What is Adaptive Web Design (AWD)?
Like responsive web design, AWD has been created to improve user experience across a number of devices. However, while responsive works to create a universal look and feel with one design that varies slightly from device to device, adaptive is taking a slightly different approach.
AWD has been designed to detect what device someone is using to view a website, and any device-specific features that could influence the user’s overall experience. This information is used to customise how the website appears and functions on different devices. While this is a revolutionary concept that can dramatically improve the experience of individual users, it sometimes results in a less consistent cross-device experience than responsive design.
However, one of the biggest advantages of an adaptive UI is that it can’t actually be seen, so you won’t feel the hand of the designer when browsing the website.
How Does Adaptive Differ to Responsive?
There are definitely similarities between the two user interfaces, however, there are differences in the HTML and CSS, which will change the way information is delivered to users.
Responsive is client-side, which means a page is delivered to a device as it is, and then the browser on the device will change how the page appears to suit the specifications of that device.
On the other side of the spectrum, adaptive design is server-side, which means the server (where the site is hosted) will detect the attributes of a device before the site is delivered. This means the device will automatically load a version of the site that has been specifically optimised for its specifications.
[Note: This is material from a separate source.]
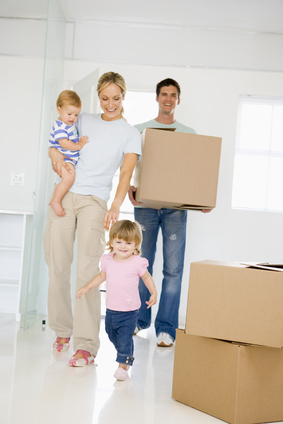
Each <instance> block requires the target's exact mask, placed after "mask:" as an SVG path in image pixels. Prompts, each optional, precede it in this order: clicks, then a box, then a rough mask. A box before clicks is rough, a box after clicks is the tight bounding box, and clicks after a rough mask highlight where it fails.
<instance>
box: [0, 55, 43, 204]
mask: <svg viewBox="0 0 283 424" xmlns="http://www.w3.org/2000/svg"><path fill="white" fill-rule="evenodd" d="M43 66H44V62H43V58H42V59H39V58H26V57H17V56H1V55H0V68H2V69H1V78H0V92H1V100H2V101H1V104H0V114H1V122H2V128H1V131H2V134H1V147H2V154H1V156H0V163H1V165H0V168H1V171H0V175H1V178H0V193H1V196H0V209H5V210H18V211H33V204H34V200H33V197H32V194H33V191H34V190H35V175H36V168H37V152H38V142H39V130H40V112H41V97H42V84H43ZM11 172H16V173H22V172H23V173H24V178H25V179H24V186H23V187H22V186H15V185H14V186H12V185H11V184H10V179H11Z"/></svg>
What does this mean? Essentially, for adaptive the server is doing the heavy-lifting, while for responsive, the device is doing the bulk of the work.
Adaptive also differs to responsive in the sense that less information needs to be downloaded on the user’s end, which will make adaptive websites a little faster to load. Each UI will also impact how a designer designs a website, as adaptive uses multiple templates for a single website, while responsive uses a single, flexible template.
The Benefits of AWD
In terms of ease-of-use, many users have cited that websites that utilise adaptive design are faster and more efficient to use. There’s also more flexibility from both a design and user’s perspective, as changes can be made to the code to change a specific feature, without impacting the rest of the site.
From a design perspective, AWD encourages designers to think more deeply about their content strategies. Because each site is designed specifically for different devices, the design stage is heavily revolved around functionality. How each element works, and how users engage with the website is something you can achieve in a way that’s unique to the user and device, with an almost personalised experience.
Giving a definitive answer of which is better – adaptive or responsive – is difficult, as it depends on the specific designer, the website, and of course the site users.
So, is adaptive design for you? The answer should come down to one question, what’s best for the users?